Diferencias clave entre Macs con Intel y Macs con chip de Apple
Antes de entrar en detalle en cada opción, conviene tener claro si tu Mac monta un procesador Intel o un chip de la serie M (Apple silicon), porque el acceso al modo de recuperación y a otros modos especiales cambia bastante.
Si tu Mac tiene chip M1, M2, M3 o posteriores, el encendido funciona distinto: el botón de encendido/Touch ID controla tanto el arranque normal como las opciones de inicio. Al mantenerlo pulsado desde el equipo apagado aparece una pantalla con los volúmenes de arranque disponibles y un icono de “Opciones” para entrar en recuperación.
En los Macs Intel, en cambio, la clave está en las combinaciones de teclas que mantienes pulsadas justo al encender el equipo. Comando (⌘) + R es la combinación básica para entrar en Recuperación de macOS, pero existen otras variantes para Internet Recovery, reinstalar distintas versiones de macOS u otros modos especiales como Diagnósticos, Modo seguro, etc.
Si tienes dudas sobre qué chip lleva tu Mac, puedes mirar en el menú Apple > Acerca de este Mac cuando aún arranca con normalidad.
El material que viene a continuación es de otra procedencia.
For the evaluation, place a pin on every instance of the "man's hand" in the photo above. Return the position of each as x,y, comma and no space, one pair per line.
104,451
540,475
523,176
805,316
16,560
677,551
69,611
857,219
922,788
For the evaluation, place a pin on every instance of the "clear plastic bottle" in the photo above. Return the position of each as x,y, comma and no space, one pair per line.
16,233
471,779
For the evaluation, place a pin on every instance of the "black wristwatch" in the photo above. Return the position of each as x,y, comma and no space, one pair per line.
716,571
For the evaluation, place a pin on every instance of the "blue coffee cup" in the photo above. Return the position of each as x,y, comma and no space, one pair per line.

Si ya no arranca, puedes probar primero el método de Apple silicon y luego el de Intel; ambos son seguros, simplemente uno de ellos no tendrá efecto si no corresponde con tu hardware.
Cómo entrar en el modo de recuperación en macOS
El primer paso para aprovechar cualquier opción de recuperación es saber cómo acceder al entorno de Recuperación, que cambia según el tipo de procesador.
Acceder a Recuperación en Mac con chip de Apple (M1, M2, M3…)
En los equipos más modernos con chip de Apple, el proceso es muy visual y no depende de recordar combinaciones de teclas. Sigue esta lógica básica: Mac apagado, botón de encendido mantenido y seleccionar Opciones.
Para entrar en Recuperación en un Mac con Apple silicon:
- Asegúrate de que el Mac está completamente apagado. Si se ha quedado colgado, mantén pulsado el botón de encendido (o Touch ID) hasta que se apague, unos 10 segundos.
- Mantén pulsado de nuevo el botón de encendido sin soltarlo. Verás el mensaje “Cargando opciones de inicio” o aparecerán los iconos de los volúmenes de arranque.
- Cuando aparezca la pantalla de opciones, suelta el botón y haz clic en el icono de engranaje “Opciones”, luego pulsa en “Continuar”.
- Si el sistema te pide seleccionar un volumen, elige el disco de arranque habitual, por ejemplo, Macintosh HD, y pulsa “Siguiente”.
- Selecciona un usuario administrador cuya contraseña recuerdes, pulsa “Siguiente” e introduce la contraseña de ese usuario para autorizar el acceso a las utilidades.
- Al finalizar, aparecerá la ventana de utilidades de macOS con las opciones principales de recuperación.
En este tipo de Macs, todas las otras funciones de recuperación (modo seguro, diagnósticos, compartir disco…) se derivan de esta misma pantalla de opciones de inicio, combinando el botón de encendido con teclas como Mayúsculas o Comando D, según el caso.
Acceder a Recuperación en Mac con procesador Intel
En los Macs con Intel, el camino estándar para recuperar el sistema es arrancar con la combinación Comando (⌘) + R, que carga el sistema de recuperación desde la partición interna del disco.
Para entrar en Recuperación de macOS en un Mac Intel:
- Comprueba que el Mac está apagado; si no responde, mantén pulsado el botón de encendido hasta que se apague, hasta 10 segundos.
- Pulsa y suelta el botón de encendido para encender el Mac e inmediatamente después mantén pulsadas las teclas Comando (⌘) + R en el teclado.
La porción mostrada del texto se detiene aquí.